The Inventor of Modern Conservatism

From the February 7, 2005 issue: Disraeli and us.

BY David Gelernter

February 7, 2005, Vol. 10, No. 20

BENJAMIN DISRAELI--TWICE PRIME minister of Great Britain, romantic novelist, inventor of modern conservatism--was a neocon in the plain sense of the word, a "new conservative" who began his career on the left. Conservative thinking dates to the dawn of organized society, but modern conservatism--a mass movement, a philosophy not for aristocrats and the rich but for everybody--was Disraeli's creation. That modern conservatism should have been invented by a 19th-century neocon is thought provoking. More surprising:His redefinition of conservatism is still fresh, and his political philosophy has never been more apt.

Conservatism is the most powerful and electric force in the American intellectual landscape. Young people no longer discover the left and get excited; they are far more likely to get their intellectual kicks discovering and experimenting with conservatism. But what exactly do conservatives believe? How do they resolve the seeming paradox that so many conservatives revere the past yet are also progressives, determined to move this nation forward and let it grow, stretch, and inhabit more and more of its own best self? Disraeli produced a definition of conservatism that resolves the problem. It is so terse and compelling, it ranks as a milestone of political thought.

He was a statesman who remodeled Europe and a thinker who examined some of the hardest of all political, social, and philosophical questions: How should democratic government work, what does party politics mean, where do the Jews fit in? I too "would lift up my voice to heaven, and ask," says the hero of his novel Tancred, "What is duty, and what is faith? What ought I to do, and what ought I to believe?" On these and related questions, Disraeli said fantastically improbable things that would be easy to dismiss except that many of them are true.

Like nearly all successful politicians, he was a fine actor and first-rate manipulator, accustomed to saying things he didn't necessarily (wholly) believe. Like nearly all brilliant men, he could be hard to read. Like all celebrated wits and superstar parliamentarians, he was a champion improviser, superb at making things up as he went along. For all these reasons, historians tend to forget his passionate sincerity on the topics he cared about most: Britain, the Jews, the Tories, the government of England. No man ever left behind so many pregnant thoughts for his followers, admirers, and professional interpreters to ignore.

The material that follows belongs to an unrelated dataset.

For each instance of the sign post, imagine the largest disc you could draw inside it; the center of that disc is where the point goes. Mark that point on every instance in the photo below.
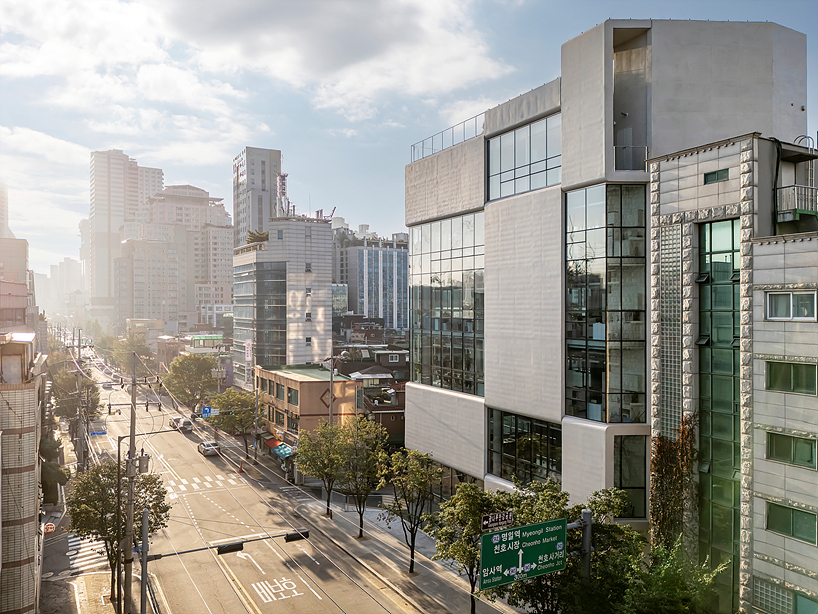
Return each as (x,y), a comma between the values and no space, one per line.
(524,552)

He was born a Jew, but his father had him baptized at age 13 in a fit of pique. Disraeli the elder (who spelled his name Isaac D'Israeli) was angry with the local synagogue for insisting that he serve as an officer and fining him when he refused. Isaac was a modestly well-off literary man who published An Essay on the Manners and Genius of the Literary Character in 1795, and several collections of short pieces on a grab bag of topics, from "The Chinese Language" to "The History of Gloves." They were popular in their day and are still charming and readable, literary snackfood of a high order. Lord Byron admired D'Israeli, and called him the author "whose works in general I have read oftener than perhaps those of any other English author whatever."

Unlike his father, Benjamin was religious by nature. He became a devout Christian. But nearly everyone regarded him as a Jew, and he agreed: He was a Jew, except theologically. As Disraeli saw things, "Jew" was a race--to which he was ferociously proud to belong. ("All is race," he wrote; "there is no other truth.") Bismarck captured the world's attitude to Disraeli at his height. The Iron Chancellor was not easily carried away. But at the Berlin Congress in 1878, where Europe's top statesmen were gathered glittering at the summit of European history, and Disraeli dominated the proceedings, Bismarck said: "Der alte Jude, das ist der Mann"--The old Jew, that's the man.